The walking patients are now emerging freshly shaven from the bathroom. One has white soap bubbles in his fluffy ears. Some have wet hair. On reaching their beds they either loop their towels through the rails on their bedside lockers, or they drape them over the bottom of their beds. Rearranging their few possessions some take up books, some sit on or beside their beds, some walk over to talk with other patients; and two take packets of cigarettes into the telly room.
A new nurse brings round the tea. The man is pleased to be able to tell her that he takes no sugar. His fear is not so great this day; he has a yesterday to build upon. The ritual of the tea gives him satisfaction and he dislikes the Asian for again grumbling about the quality of the tea.
A small bent man comes pushing a tent-sided trolley into the ward. The tent's sides are wooden racks into which are slotted newspapers and magazines. Newspapers are also stacked on the low flat base. Patients ask for certain of the papers: money rapidly changes hands. The man has no memory of this civilian transaction. The grubby newspaperman stops his squeaking trolley at the end of the bed, sees to the vacant old man opposite. Nervousness at this novelty rises within the man.

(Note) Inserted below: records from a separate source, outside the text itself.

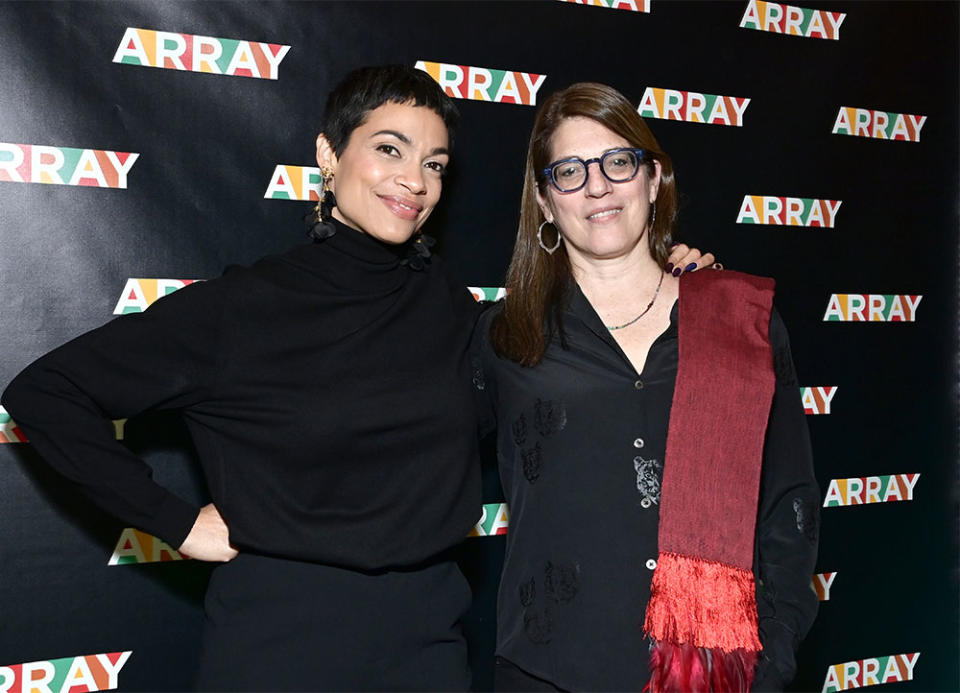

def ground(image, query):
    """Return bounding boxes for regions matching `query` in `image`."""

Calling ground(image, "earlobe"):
[317,132,337,171]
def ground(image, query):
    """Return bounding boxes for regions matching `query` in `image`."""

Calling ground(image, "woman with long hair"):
[475,83,819,691]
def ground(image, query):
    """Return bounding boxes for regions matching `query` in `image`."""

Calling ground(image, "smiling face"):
[537,117,660,260]
[317,103,450,244]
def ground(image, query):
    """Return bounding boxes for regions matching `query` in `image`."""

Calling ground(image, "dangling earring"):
[537,221,563,255]
[310,166,337,241]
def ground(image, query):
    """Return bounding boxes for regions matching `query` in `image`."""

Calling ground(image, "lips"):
[587,207,623,222]
[377,195,423,221]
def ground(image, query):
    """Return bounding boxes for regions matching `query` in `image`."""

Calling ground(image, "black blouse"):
[474,287,819,690]
[3,224,481,570]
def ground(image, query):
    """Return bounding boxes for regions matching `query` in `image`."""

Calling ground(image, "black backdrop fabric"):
[0,0,960,692]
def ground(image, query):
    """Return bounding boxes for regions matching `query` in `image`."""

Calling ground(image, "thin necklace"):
[604,270,663,332]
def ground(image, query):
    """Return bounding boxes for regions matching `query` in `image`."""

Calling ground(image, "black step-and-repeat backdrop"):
[0,0,960,693]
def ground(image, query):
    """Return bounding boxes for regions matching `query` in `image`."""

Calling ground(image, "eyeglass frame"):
[543,147,649,195]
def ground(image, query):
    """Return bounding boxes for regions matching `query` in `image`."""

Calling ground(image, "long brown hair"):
[490,82,677,366]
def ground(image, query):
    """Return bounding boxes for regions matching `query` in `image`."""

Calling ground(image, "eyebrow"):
[372,130,450,156]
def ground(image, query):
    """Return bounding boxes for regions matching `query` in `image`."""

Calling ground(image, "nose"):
[584,160,610,197]
[397,162,426,195]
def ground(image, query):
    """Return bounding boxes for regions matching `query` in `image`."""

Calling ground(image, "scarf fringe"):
[643,642,758,693]
[643,552,763,693]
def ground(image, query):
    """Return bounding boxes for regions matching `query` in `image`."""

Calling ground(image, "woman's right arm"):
[2,282,227,560]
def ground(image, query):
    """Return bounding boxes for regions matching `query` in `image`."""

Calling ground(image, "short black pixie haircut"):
[321,65,460,156]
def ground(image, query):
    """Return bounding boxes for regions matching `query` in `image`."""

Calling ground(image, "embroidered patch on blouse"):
[533,398,567,438]
[520,443,543,484]
[633,455,663,505]
[510,414,527,447]
[543,561,580,604]
[793,498,817,544]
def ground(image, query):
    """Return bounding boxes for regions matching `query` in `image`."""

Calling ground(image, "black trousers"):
[196,554,470,691]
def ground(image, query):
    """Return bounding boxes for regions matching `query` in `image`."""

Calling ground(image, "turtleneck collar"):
[322,219,410,269]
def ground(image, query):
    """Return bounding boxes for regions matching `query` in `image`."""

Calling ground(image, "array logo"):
[740,0,847,41]
[113,27,290,79]
[0,142,140,188]
[414,60,547,106]
[107,527,187,565]
[560,0,650,12]
[821,652,920,693]
[263,164,321,202]
[113,278,203,315]
[0,651,133,693]
[467,286,507,301]
[737,195,842,229]
[0,407,27,443]
[813,573,837,602]
[800,385,837,414]
[637,87,750,127]
[0,407,127,446]
[823,473,920,508]
[823,294,923,322]
[470,503,510,536]
[832,106,927,142]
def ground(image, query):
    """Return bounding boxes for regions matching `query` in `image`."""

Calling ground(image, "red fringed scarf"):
[644,271,775,693]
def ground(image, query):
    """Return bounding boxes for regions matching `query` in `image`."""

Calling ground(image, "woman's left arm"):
[753,310,820,690]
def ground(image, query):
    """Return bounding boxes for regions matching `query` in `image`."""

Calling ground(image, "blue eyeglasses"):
[543,147,644,192]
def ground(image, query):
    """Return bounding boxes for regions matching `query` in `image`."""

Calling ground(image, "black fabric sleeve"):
[470,303,499,438]
[753,310,820,691]
[3,283,222,548]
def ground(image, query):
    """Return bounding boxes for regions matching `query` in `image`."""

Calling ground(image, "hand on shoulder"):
[178,503,237,563]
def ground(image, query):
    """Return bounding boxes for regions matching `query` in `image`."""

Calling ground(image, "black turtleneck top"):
[3,224,481,570]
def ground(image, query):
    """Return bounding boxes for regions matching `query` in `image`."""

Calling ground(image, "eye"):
[377,143,400,156]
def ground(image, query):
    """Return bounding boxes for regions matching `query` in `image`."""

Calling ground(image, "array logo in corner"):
[737,195,843,229]
[813,573,837,602]
[740,0,847,41]
[467,503,510,537]
[263,164,322,202]
[560,0,650,12]
[0,650,133,693]
[800,385,837,415]
[821,652,920,693]
[113,277,203,315]
[823,294,923,322]
[823,473,920,508]
[637,87,750,127]
[0,142,140,188]
[107,527,187,565]
[467,286,507,302]
[0,407,127,444]
[113,27,290,79]
[831,106,927,142]
[414,60,547,106]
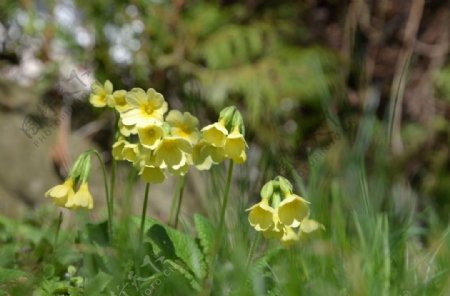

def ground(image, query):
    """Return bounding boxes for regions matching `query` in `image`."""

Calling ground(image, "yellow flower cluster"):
[247,176,324,246]
[45,153,94,210]
[90,81,247,183]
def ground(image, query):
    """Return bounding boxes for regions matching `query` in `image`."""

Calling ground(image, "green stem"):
[53,212,62,250]
[174,175,186,229]
[139,183,150,245]
[109,157,116,230]
[246,232,259,269]
[202,159,234,295]
[218,159,234,236]
[89,149,113,241]
[167,179,181,225]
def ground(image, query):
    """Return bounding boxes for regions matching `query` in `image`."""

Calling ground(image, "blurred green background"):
[0,0,450,295]
[0,0,450,221]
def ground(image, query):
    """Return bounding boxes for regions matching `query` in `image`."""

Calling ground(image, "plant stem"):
[174,175,186,228]
[89,149,113,241]
[246,232,259,269]
[139,183,150,245]
[202,159,234,295]
[53,212,62,250]
[218,159,234,238]
[109,157,116,231]
[167,179,181,225]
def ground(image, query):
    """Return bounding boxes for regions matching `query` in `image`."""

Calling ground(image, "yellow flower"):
[45,177,74,207]
[168,162,189,176]
[89,80,113,107]
[247,199,275,231]
[278,194,309,227]
[263,210,284,239]
[202,121,228,147]
[224,128,247,164]
[112,138,127,160]
[138,124,164,149]
[166,110,199,145]
[139,166,166,183]
[281,226,300,247]
[119,120,137,137]
[120,88,168,127]
[192,139,225,170]
[108,90,130,112]
[122,142,139,162]
[65,182,94,210]
[155,136,192,169]
[300,218,325,233]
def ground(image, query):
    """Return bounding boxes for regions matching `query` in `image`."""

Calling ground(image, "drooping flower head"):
[89,80,113,108]
[45,151,94,210]
[247,176,323,247]
[120,88,168,128]
[166,110,200,145]
[45,177,74,207]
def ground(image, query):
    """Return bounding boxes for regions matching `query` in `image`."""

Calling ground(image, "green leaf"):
[194,214,214,256]
[84,272,113,295]
[148,224,206,279]
[87,221,109,246]
[164,259,201,291]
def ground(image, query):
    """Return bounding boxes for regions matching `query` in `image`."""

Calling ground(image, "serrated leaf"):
[148,224,206,279]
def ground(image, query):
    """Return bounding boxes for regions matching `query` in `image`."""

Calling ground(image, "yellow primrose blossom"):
[192,139,225,170]
[300,218,325,233]
[65,181,94,210]
[155,136,192,169]
[202,121,228,147]
[224,127,247,164]
[112,137,127,160]
[108,90,130,112]
[247,199,275,231]
[278,194,309,227]
[89,80,113,108]
[120,88,168,127]
[138,123,164,149]
[45,177,74,207]
[281,226,300,247]
[263,210,284,239]
[166,110,200,145]
[168,161,190,176]
[118,119,138,137]
[139,166,166,183]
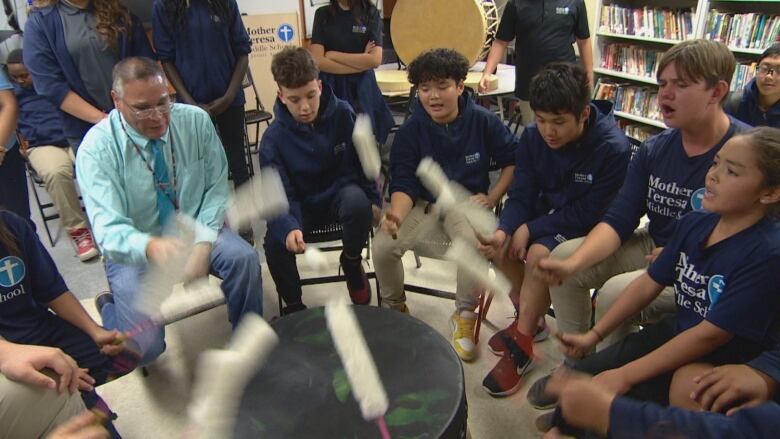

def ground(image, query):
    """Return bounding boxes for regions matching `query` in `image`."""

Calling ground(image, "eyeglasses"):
[756,64,780,76]
[121,98,173,119]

"Paper?" the newspaperman addresses him. He has a quick and furtive manner.
"I haven't any money," the man says, relieved to have so easily warded off this complication.
"That’s alright," Mr MacMaster says: he has just returned from the bathroom, "I’ll get it. What d'you want?"

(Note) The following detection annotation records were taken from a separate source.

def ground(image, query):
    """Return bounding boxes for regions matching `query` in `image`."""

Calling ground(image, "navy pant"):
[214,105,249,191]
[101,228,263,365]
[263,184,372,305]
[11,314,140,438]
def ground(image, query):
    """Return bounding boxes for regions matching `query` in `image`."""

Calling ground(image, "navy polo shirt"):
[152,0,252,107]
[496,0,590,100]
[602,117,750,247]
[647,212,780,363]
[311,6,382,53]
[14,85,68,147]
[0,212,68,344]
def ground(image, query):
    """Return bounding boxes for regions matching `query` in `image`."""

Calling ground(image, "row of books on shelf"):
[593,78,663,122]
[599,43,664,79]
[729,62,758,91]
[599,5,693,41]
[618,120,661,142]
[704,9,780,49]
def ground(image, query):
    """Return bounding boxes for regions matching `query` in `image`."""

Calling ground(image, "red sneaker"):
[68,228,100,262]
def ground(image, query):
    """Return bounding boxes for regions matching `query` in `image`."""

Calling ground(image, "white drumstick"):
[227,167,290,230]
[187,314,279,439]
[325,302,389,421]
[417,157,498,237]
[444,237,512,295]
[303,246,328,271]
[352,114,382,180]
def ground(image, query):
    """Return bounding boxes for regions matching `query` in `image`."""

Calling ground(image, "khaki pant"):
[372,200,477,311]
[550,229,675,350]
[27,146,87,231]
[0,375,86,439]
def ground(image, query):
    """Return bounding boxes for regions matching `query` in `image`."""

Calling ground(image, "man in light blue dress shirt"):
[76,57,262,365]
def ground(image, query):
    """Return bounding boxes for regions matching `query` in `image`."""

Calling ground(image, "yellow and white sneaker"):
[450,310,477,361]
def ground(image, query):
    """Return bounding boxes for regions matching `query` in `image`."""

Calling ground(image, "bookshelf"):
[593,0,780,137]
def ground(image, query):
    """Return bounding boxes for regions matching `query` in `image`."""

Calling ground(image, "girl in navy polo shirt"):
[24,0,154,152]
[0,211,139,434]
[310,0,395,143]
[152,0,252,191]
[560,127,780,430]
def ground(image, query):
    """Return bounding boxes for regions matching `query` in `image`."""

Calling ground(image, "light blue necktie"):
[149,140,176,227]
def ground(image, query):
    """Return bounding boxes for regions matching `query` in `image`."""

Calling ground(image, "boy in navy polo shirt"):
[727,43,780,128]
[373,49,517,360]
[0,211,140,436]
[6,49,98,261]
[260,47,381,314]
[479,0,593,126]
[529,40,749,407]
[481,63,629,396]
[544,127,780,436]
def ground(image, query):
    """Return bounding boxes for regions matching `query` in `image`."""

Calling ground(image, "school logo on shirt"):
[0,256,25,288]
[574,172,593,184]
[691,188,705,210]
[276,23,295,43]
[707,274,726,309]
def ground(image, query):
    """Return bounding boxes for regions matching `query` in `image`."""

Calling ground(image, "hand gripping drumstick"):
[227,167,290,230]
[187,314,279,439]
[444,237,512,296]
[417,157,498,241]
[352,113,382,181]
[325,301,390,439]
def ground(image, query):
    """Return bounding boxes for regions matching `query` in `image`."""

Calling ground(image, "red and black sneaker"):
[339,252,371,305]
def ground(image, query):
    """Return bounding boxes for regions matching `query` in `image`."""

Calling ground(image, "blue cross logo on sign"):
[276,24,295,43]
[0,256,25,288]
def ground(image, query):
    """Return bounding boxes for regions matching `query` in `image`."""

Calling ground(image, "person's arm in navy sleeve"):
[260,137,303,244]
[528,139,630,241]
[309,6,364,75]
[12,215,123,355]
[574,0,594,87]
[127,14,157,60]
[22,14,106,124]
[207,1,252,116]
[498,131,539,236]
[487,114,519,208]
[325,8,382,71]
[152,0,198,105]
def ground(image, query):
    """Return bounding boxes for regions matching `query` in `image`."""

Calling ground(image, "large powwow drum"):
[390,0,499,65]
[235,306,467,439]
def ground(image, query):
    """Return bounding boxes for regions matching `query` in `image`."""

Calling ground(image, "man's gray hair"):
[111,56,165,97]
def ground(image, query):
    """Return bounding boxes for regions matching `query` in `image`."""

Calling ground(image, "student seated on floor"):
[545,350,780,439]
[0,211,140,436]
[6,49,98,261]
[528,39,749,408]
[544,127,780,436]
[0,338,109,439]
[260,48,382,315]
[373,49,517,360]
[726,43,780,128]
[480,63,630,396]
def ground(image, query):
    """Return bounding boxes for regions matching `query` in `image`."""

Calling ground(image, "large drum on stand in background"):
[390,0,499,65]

The man looks fearfully at him,
"I don't know."
"Tell you what," Mr MacMaster takes a brown wallet from his locker, "I'll lend you a quid, you get a couple of papers, see which you like. How about the Mirror and the Guardian? Or d’you reckon..." But the impatient newspaperman has already taken the two papers off his trolley.
"Yea, that'll do," Mr MacMaster hands the coin to the newspaperman, who from a heavy pocket counts the change onto the newspapers on the bed. Mr MacMaster buys a Mirror for himself.

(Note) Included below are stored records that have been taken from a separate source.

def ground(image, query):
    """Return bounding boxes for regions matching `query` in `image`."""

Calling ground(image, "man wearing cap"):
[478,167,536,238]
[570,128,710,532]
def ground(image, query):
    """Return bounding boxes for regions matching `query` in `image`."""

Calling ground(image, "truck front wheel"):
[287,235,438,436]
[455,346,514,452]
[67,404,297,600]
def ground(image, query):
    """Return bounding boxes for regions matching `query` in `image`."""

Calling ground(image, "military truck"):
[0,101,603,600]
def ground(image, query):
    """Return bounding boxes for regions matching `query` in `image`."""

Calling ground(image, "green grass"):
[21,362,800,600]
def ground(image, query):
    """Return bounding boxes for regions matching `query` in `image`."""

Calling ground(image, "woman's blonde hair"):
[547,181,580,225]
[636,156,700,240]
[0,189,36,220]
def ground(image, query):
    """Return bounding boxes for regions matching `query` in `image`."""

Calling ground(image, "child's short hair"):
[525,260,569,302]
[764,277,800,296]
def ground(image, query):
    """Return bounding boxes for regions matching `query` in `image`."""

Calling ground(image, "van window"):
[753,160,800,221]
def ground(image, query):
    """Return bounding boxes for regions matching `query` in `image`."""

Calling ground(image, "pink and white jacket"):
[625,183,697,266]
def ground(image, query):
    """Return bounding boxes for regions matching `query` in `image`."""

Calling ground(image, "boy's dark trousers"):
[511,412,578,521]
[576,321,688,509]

"Friend of mine," Mr MacMaster says, puffing around his words and getting into bed, "lost his memory once. Car crash. Didn't know his own wife when he came round. Been married twenty years. Had three teenage kids. But it all came back. Yours will too. Wait and see. When you get some money, pay that quid to the nurses. They got a fund here. You give it them."
"Thank you."
Mr MacMaster brusquely waves away the thanks, opens his paper.
The man pulls the smooth newspapers up the bed. Scooping up the change he examines the size, shape and colour of the coins. None are familiar. He unfolds the smaller of the two newspapers, reads its front page, studies the large photograph of a man said to be arriving at Heathrow yesterday.
"Ring any bells?" Mr MacMaster has been watching him.
"Vaguely," the man opens the paper, glances over the heavy print within, more big headlines, more photographs, "Nothing specific though."
"If you use words like specific," Mr MacMaster laughs," better try the Guardian. If that's no use, get the Sun and Telegraph tomorrow."
"Sun and Telegraph," the man soberly nods, returns to his reading. He reads every item, even the advertisements and the cartoon strips. All in the newspapers is new, and yet it is also familiar in that not one item surprises him. The hysterical headlines, the stories of hostages, of bombs, murders, crashes, famines... All is as before. Before? He becomes aware that the day nurses have arrived, lays aside the newspaper when his breakfast is placed in front of him. And that too is familiarly new. He samples and enjoys the cereal and the yellow fruit juice, but a wet yellow-grey lump called scrambled egg he discovers to be, in texture and taste, both unpalatable and indigestible.

Voice Off. The greater the unlikelihood of something happening the more significant will be its effect.